2. A device or a part that absorbs and cushions the impact of a wheel going over an obstacle, which makes for a smoother ride. No different from a shock absorber used on a car or motorcycle.
The first definition implies a degree of protection, while the second describes a “smoother ride.” In business, the definitions could be interpreted as:
Business Shock Absorber: The thing that protects a business from loss of revenue or from unexpected expenses.
Examine Microsoft’s balance sheet, and will be able to see the shock absorber in that business. To save you the effort, I’ll point it out for you: It’s $25 billion in cash. The Fortune article relates that Gates keeps several years worth of expenses for his business saved in cash. This would allow Microsoft to weather almost any threat to the business, including competition, loss of revenue, recession and changes in market demand. Even more importantly, the stockpile of cash lets Microsoft stay focused on the corporation’s long-term business plan. Without this shock absorber, it would be forced to defer long-term business plans to generate short-term revenue.

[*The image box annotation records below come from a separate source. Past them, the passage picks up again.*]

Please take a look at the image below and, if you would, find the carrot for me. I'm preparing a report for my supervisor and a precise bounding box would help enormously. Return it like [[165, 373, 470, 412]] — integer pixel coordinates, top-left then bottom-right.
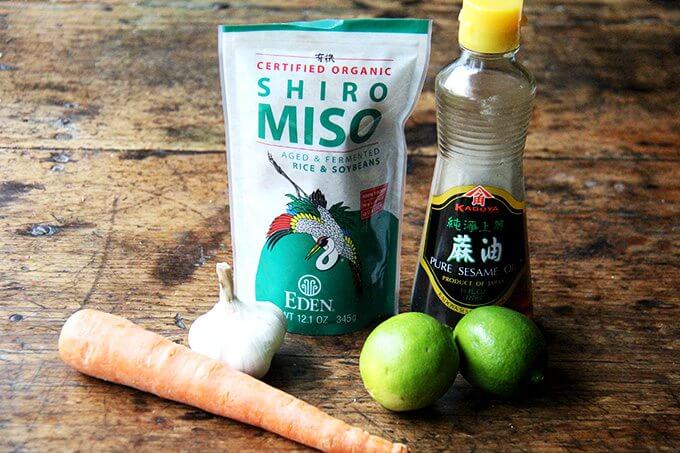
[[59, 309, 407, 453]]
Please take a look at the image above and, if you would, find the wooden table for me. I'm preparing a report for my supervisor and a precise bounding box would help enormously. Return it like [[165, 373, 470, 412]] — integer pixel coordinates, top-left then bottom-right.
[[0, 0, 680, 451]]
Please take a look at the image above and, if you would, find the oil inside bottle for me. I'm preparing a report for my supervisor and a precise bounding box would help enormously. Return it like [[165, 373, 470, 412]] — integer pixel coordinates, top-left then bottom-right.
[[411, 0, 536, 326]]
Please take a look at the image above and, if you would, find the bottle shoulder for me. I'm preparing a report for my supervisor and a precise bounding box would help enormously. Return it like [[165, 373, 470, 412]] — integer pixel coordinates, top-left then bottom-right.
[[435, 53, 536, 99]]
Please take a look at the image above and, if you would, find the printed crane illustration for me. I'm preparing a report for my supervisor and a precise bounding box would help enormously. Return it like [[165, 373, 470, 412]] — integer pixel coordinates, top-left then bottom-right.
[[267, 154, 362, 294]]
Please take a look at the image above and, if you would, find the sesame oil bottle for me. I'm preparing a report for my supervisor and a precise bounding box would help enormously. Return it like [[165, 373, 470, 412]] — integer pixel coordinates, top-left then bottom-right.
[[411, 0, 536, 326]]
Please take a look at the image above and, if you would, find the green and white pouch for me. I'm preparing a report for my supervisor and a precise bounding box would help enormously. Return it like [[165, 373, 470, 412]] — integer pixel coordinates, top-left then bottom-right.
[[219, 19, 430, 335]]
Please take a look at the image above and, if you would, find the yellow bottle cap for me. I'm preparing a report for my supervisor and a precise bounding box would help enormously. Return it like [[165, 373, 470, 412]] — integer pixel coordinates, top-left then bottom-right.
[[458, 0, 523, 53]]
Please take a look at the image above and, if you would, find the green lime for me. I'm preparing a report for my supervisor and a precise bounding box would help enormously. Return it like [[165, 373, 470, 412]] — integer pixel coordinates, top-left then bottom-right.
[[453, 306, 546, 397], [359, 313, 458, 411]]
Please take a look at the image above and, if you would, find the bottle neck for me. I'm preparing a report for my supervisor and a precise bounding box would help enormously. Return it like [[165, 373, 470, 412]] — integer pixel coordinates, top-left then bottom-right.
[[458, 46, 519, 67]]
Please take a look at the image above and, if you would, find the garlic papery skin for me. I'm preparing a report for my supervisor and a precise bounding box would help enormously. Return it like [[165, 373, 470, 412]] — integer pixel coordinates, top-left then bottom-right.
[[189, 263, 286, 378]]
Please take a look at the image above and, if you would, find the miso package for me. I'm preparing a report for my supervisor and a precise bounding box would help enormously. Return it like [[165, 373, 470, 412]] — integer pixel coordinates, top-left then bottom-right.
[[219, 19, 430, 335]]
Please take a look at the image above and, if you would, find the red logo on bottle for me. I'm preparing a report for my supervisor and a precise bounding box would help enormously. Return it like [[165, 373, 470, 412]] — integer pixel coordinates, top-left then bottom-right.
[[463, 186, 493, 206]]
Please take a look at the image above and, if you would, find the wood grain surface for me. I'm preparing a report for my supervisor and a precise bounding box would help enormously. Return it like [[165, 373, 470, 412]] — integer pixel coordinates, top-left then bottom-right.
[[0, 0, 680, 452]]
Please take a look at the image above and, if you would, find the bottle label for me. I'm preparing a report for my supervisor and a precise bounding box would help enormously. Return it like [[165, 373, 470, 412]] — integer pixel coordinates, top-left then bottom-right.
[[420, 185, 527, 314]]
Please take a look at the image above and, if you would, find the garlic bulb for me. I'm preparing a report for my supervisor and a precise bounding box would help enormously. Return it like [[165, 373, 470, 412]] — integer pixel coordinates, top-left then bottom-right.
[[189, 263, 286, 378]]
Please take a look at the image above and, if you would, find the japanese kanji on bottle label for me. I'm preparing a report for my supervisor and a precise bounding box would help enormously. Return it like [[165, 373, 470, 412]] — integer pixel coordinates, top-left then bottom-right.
[[420, 185, 527, 313]]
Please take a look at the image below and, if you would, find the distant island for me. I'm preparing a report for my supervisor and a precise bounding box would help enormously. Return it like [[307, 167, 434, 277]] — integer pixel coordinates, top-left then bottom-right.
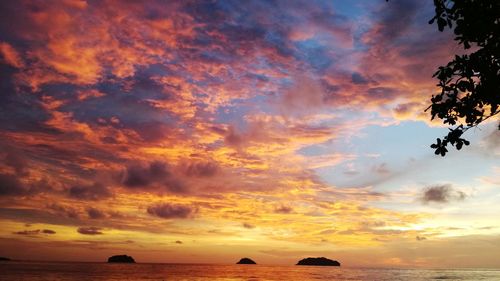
[[297, 257, 340, 266], [108, 255, 135, 263], [236, 258, 257, 264]]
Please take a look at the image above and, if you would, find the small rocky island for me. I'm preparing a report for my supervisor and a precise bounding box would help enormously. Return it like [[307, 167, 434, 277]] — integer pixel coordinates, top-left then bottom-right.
[[297, 257, 340, 266], [108, 255, 135, 263], [236, 258, 257, 264]]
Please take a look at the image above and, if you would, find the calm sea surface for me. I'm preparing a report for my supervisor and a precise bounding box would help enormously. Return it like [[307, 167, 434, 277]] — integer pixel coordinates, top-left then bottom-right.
[[0, 262, 500, 281]]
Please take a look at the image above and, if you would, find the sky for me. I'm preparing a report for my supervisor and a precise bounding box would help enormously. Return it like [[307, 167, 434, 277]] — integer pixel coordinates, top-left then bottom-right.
[[0, 0, 500, 268]]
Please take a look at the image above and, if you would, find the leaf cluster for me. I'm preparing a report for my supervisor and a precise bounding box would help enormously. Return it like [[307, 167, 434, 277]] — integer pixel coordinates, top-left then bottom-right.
[[427, 0, 500, 156]]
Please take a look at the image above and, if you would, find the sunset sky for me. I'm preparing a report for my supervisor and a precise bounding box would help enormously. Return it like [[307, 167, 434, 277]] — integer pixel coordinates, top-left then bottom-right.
[[0, 0, 500, 267]]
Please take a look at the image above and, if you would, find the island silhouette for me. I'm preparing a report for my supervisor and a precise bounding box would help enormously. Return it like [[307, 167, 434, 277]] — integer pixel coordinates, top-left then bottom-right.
[[236, 258, 257, 264], [296, 257, 340, 266], [108, 255, 135, 263]]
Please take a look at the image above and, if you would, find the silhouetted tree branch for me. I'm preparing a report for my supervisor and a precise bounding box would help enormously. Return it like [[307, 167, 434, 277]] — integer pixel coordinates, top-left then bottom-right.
[[426, 0, 500, 156]]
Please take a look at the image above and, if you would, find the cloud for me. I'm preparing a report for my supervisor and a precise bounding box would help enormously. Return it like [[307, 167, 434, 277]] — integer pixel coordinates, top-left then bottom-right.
[[122, 161, 188, 193], [87, 207, 106, 219], [76, 226, 104, 235], [420, 184, 467, 204], [274, 205, 293, 214], [68, 183, 113, 201], [46, 203, 79, 219], [0, 42, 24, 68], [123, 162, 170, 188], [185, 162, 219, 177], [147, 203, 197, 219], [0, 173, 52, 197], [243, 222, 255, 229]]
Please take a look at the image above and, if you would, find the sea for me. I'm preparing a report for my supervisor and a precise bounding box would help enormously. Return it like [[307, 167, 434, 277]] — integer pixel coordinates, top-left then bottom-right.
[[0, 261, 500, 281]]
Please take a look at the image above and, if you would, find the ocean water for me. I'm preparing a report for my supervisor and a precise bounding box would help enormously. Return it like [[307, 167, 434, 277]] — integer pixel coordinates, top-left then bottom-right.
[[0, 261, 500, 281]]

Side note: For the first time in its history, Microsoft recently issued long-term debt in the form of bonds, raising capital for business expenses that could include stock buybacks and possible acquisitions. Even though it has enough cash for these things, the corporation appears unwilling to let go of the “shock absorber” it has in place. This safety net stays.
Financial planners generally recommend we create an emergency savings account, holding three to six months of living expenses. This “emergency” savings account would then only to be used to cover large, unexpected expenses or a loss of income. It is not to be used for frivolous purchases. This emergency savings account is a “shock absorber” for your personal finances.

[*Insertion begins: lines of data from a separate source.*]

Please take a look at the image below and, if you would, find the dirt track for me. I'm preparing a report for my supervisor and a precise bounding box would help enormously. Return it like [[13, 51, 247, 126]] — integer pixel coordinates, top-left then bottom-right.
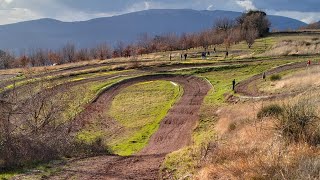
[[45, 74, 210, 179]]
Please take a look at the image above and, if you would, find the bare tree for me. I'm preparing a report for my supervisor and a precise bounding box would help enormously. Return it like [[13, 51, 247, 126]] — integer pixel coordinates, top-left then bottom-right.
[[0, 50, 15, 69], [62, 43, 76, 63], [244, 28, 259, 48], [95, 43, 111, 60]]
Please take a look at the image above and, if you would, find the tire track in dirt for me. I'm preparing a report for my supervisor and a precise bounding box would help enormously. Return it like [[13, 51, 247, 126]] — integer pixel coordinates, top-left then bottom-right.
[[51, 74, 211, 179]]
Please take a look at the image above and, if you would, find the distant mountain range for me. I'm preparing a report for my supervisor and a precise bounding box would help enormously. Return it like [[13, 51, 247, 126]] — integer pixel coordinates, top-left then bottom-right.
[[0, 9, 306, 52]]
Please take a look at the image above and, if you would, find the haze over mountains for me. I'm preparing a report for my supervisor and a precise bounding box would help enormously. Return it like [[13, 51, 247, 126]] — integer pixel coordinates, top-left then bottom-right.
[[0, 9, 306, 52]]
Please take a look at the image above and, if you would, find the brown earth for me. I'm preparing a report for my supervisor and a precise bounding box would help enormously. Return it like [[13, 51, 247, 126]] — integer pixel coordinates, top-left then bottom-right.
[[42, 74, 210, 179]]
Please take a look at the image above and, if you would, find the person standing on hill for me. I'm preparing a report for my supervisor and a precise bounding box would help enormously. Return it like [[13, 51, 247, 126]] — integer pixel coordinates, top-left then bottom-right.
[[232, 79, 236, 91]]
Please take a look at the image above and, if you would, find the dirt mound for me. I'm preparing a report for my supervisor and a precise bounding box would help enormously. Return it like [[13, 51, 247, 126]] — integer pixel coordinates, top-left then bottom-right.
[[47, 74, 210, 179]]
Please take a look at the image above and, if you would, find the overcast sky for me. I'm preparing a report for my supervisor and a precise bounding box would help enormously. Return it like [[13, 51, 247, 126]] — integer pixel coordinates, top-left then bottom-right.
[[0, 0, 320, 24]]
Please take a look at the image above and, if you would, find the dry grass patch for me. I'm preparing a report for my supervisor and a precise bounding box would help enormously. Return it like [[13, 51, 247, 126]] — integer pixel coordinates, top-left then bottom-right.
[[195, 102, 320, 179]]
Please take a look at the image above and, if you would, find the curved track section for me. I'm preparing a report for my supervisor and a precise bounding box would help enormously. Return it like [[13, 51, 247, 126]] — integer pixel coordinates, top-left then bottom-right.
[[51, 74, 211, 179]]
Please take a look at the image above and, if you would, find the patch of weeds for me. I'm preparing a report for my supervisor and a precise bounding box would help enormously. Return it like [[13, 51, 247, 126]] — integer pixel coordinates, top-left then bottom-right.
[[257, 104, 283, 119], [270, 74, 282, 81]]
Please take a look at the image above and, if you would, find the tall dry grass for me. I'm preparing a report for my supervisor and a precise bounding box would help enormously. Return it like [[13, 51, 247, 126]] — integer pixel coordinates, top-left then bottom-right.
[[195, 99, 320, 179]]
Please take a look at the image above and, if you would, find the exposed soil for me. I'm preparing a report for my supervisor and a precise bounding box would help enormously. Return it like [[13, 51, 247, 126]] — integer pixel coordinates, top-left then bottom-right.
[[44, 74, 210, 179]]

You’d probably agree that such an account is important for your personal finances. But what about your business? We real estate agents don’t really have the same kind of regard for our business finances. We should have the same kind of shock absorber in place. We really need two emergency savings accounts — one for our personal finances and one for our business.
This probably makes a lot of sense to you after the past two years. It’s important that we learn this lesson now and work to add this kind of business shock absorber going forward. Gates is one of the world’s richest men, as you know, and it’s no fluke. He’s in that position because of his long-term thinking and the backup plans he has for his business. Gates plans for problems in advance.
What are your business’s average monthly expenses? Arrive at this number, then set a goal to save six to nine month’s of your business’s average expenses. As the market finally rebounds, make a true commitment to set aside a percentage of every commission check to put toward your shock absorber. This shock absorber will both protect your business and let you stay focused on long-term goals.
Oh and one more thing, follow Microsoft’s lead and do not use your shock absorber for anything, until absolutely necessary.